CAG expansion and age of onset

"For any given individual, it's very difficult to accurately predict exactly when onset will happen. And this is for a very important, very hopeful reason." If one CAG repeat length can result in a twenty-year range for onset of symptoms to occur, there must be other factors that have a bearing on when symptoms will start. In Dr. MacDonald's opinion, "That means that there are genes and there are drugs and there are environmental things that are going to be able to go into the equation and have a say in when the disease will start. That's very helpful … good genes versus bad genes, healthy lifestyle versus unhealthy lifestyle, or just plain good luck versus bad luck…this tells us we are going to be able to modify age of onset."

What does this mean?

Dr. MacDonald is saying that there are a lot more factors than just CAG repeat length that determine when onset of symptoms will occur. Some of these factors are environmental - eating well, exercising, minimizing stress, trying to stay involved in things around you. Each of these could be a way of delaying onset of symptoms.

We don't need to do big things to produce big results

Dr. MacDonald pointed out that the difference in a mutant gene that produces toxic huntingtin and the normal gene is incredibly small. She added, "That's a pretty subtle difference, and the fact that it's very subtle means if we could figure out how exactly the new mutant protein is working we'd have a pretty good shot at shifting what it's doing. Because what it's doing is not dramatic."
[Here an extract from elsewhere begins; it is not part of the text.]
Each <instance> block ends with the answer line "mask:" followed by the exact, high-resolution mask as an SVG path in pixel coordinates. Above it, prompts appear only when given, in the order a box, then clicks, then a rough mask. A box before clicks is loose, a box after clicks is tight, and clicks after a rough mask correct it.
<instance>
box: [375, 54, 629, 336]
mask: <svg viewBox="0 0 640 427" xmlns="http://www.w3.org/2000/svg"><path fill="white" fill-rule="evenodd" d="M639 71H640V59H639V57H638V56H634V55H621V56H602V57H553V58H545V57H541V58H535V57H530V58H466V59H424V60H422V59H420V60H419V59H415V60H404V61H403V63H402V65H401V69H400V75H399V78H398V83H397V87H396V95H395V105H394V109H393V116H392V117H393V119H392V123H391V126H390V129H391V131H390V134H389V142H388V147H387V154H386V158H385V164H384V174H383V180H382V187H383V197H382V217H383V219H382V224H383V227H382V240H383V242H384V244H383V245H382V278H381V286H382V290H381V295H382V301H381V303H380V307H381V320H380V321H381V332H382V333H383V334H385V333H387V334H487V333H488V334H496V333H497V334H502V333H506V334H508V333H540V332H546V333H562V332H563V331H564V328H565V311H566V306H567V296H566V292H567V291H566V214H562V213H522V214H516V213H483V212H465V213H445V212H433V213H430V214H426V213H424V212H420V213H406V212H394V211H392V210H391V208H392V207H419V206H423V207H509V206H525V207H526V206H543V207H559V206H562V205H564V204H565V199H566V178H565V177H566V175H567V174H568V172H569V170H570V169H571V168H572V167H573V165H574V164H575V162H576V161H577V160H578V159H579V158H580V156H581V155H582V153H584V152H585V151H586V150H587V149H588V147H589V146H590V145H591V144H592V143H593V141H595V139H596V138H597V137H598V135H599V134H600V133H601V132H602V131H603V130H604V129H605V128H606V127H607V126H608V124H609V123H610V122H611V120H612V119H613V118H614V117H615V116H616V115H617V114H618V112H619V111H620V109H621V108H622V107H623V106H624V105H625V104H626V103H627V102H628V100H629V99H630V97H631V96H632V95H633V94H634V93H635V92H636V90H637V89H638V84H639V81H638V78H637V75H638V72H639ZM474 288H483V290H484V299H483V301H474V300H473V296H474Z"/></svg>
In Dr. MacDonald's favoured scenario, the key is to discover the first thing that mutant huntingtin does in the cell that sets off the chain reaction of all the other bad things that lead to the death of the brain cell. "It means that if we can interfere with the mutant huntingtin protein and the first thing that it triggers in the cell, we have a chance at stopping things before there are a lot of downstream consequences to have to deal with."

People with HD can be helping themselves now

"Environmental enrichment is when you take an HD mouse model - and these are very, very sick animals - and you give them stuff to play with in their cages. You give them toilet paper rolls, pieces of plastic and little wheels and stuff to kick around - things to make their lives more interesting - and it increases their survival the same as mice on minocycline, the same as creatine, the same as other drug treatments. I think that is a powerful message…it means that having a good day might make the difference."

What does this mean?

Research has shown that mice with HD who are encouraged to live well - eat well, sleep well, exercise, etc. - live longer than mice with HD who don't do these things. In fact, according to Dr. MacDonald, the positive impact of these activities is at least as effective in slowing progression as mice with HD who are given creatine or minocycline.

Treatment will be a reality

"I want to leave you with a thought that Eileen and Ray also left with you, which is that things have moved lots faster than any of us can possibly believe, and we have generated things that say it's absolutely possible to defeat this disease."